July 14, 2003
toString - just say no!

Java tip of the day - a must for newbies (are you reading this, Steve?), and a valuable reminder to the experienced: Kasia's The abuse and over-use of toString().

I was working on other people's code last week, and I wish they had read this! The debug code was using toString() all over the place, and NullPointerExceptions were frequent.

To sum up, the rules with toString() are: always override it, and never call it (directly). Instead, use String.valueOf() at all times.

Via Erik.

Posted to Java by Simon Brunning at July 14, 2003 10:55 AM
Comments

Haven't got this far in the book yet but it makes sense to me which must be a good thing. Now all I have to do is remember it.

Posted by: Stevan Rose on July 14, 2003 12:06 PM

Me too - hence the post!

Posted by: Simon Brunning on July 14, 2003 12:09 PM

BTW, Kasia points out that String.valueOf() is used *implicitly* whenever objects are coerced to strings.
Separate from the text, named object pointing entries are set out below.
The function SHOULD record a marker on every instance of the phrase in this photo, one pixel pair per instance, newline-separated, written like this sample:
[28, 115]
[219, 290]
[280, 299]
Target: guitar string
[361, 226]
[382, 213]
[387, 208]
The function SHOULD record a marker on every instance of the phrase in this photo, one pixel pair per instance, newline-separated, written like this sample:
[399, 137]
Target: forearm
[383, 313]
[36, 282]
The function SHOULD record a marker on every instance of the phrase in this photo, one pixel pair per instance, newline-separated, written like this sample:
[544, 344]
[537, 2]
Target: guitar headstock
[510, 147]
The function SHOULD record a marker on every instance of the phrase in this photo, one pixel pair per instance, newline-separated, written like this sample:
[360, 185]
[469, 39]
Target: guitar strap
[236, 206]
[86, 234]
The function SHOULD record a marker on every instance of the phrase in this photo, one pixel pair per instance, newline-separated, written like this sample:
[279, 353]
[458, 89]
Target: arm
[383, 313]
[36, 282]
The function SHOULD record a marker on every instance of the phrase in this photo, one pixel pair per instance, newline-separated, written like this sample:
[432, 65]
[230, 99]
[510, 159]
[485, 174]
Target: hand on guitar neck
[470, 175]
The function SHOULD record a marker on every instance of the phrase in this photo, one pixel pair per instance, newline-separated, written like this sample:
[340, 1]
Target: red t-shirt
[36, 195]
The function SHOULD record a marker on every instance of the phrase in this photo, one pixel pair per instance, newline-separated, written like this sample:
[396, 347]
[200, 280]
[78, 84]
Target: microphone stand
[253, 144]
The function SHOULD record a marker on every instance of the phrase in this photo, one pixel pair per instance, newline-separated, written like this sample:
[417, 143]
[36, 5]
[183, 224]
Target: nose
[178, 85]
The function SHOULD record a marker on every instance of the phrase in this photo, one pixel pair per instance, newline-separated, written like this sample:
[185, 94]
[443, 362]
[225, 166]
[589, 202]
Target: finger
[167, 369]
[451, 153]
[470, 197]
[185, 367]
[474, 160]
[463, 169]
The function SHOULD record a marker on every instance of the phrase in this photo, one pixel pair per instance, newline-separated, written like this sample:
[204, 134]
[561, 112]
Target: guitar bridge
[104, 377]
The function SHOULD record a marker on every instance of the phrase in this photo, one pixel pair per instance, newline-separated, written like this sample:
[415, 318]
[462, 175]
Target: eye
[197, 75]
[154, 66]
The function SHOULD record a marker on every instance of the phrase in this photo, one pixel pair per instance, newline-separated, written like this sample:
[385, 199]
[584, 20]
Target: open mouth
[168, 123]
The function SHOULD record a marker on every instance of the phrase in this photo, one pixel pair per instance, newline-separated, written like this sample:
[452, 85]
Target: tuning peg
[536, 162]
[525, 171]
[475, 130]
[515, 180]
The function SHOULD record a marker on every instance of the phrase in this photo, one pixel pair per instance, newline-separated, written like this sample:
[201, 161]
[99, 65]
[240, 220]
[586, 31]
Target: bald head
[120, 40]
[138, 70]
But given that the whole idea here is to bulletproof code, I'd prefer *not* to rely on this implicit behaviour, and to call String.valueOf() explicitly. YMMV.

Posted by: Simon Brunning on July 14, 2003 12:16 PM

OK, Simon. Following your logic, I shouldn't depend on new to allocate memory for me, I should call the OS directly to allocate memory to make sure my code is bulletproof.

Is that right?

Posted by: no one on July 14, 2003 03:55 PM

I *don't* like implicit coersions. A metter of taste, perhaps. Or are you talking about something other than calling String.valueOf() explicitly?

Posted by: Simon Brunning on July 14, 2003 04:43 PM

and if you are concating strings with

"Fate"+"is"+"Golem"


especially in J2ME you should be taken out back and shot!

Posted by: Fred Grott on July 14, 2003 10:13 PM

Fred - Isn't that a myth now?

I was sure most of the compilers magiked that away by now.

Posted by: Daniel Sheppard on July 15, 2003 02:30 AM

Note that I'm only advocating not using toString() - not avoiding non-static methods altogether! Nor am I suggesting that you should avoid explicit checks for null in general.

toString() is a special case, as far as I'm concerned, 'cos it's almost exclusivly used in exception handling and logging code, which should not fail under *any* curcumstances. Yes, if you have a null where you shouldn't, something has gone wrong and your program is almost certainly going to fail Real Soon Now. But you *need* your logging and exception handling code to work to help you work out what is going on...

See http://www.freeroller.net/page/ceperez/20030714#non_static_method_calls_considered and its comments for more on this.

Posted by: Simon Brunning on July 15, 2003 10:44 AM

It seems really naive to blame the *caller* of toString() when it's the stupid author of the underlying class who did the wrong thing. If you can't trust toString() to work correctly, 100% of the time, you're better off choosing someone else's implementation of whatever functionality you are trying to use.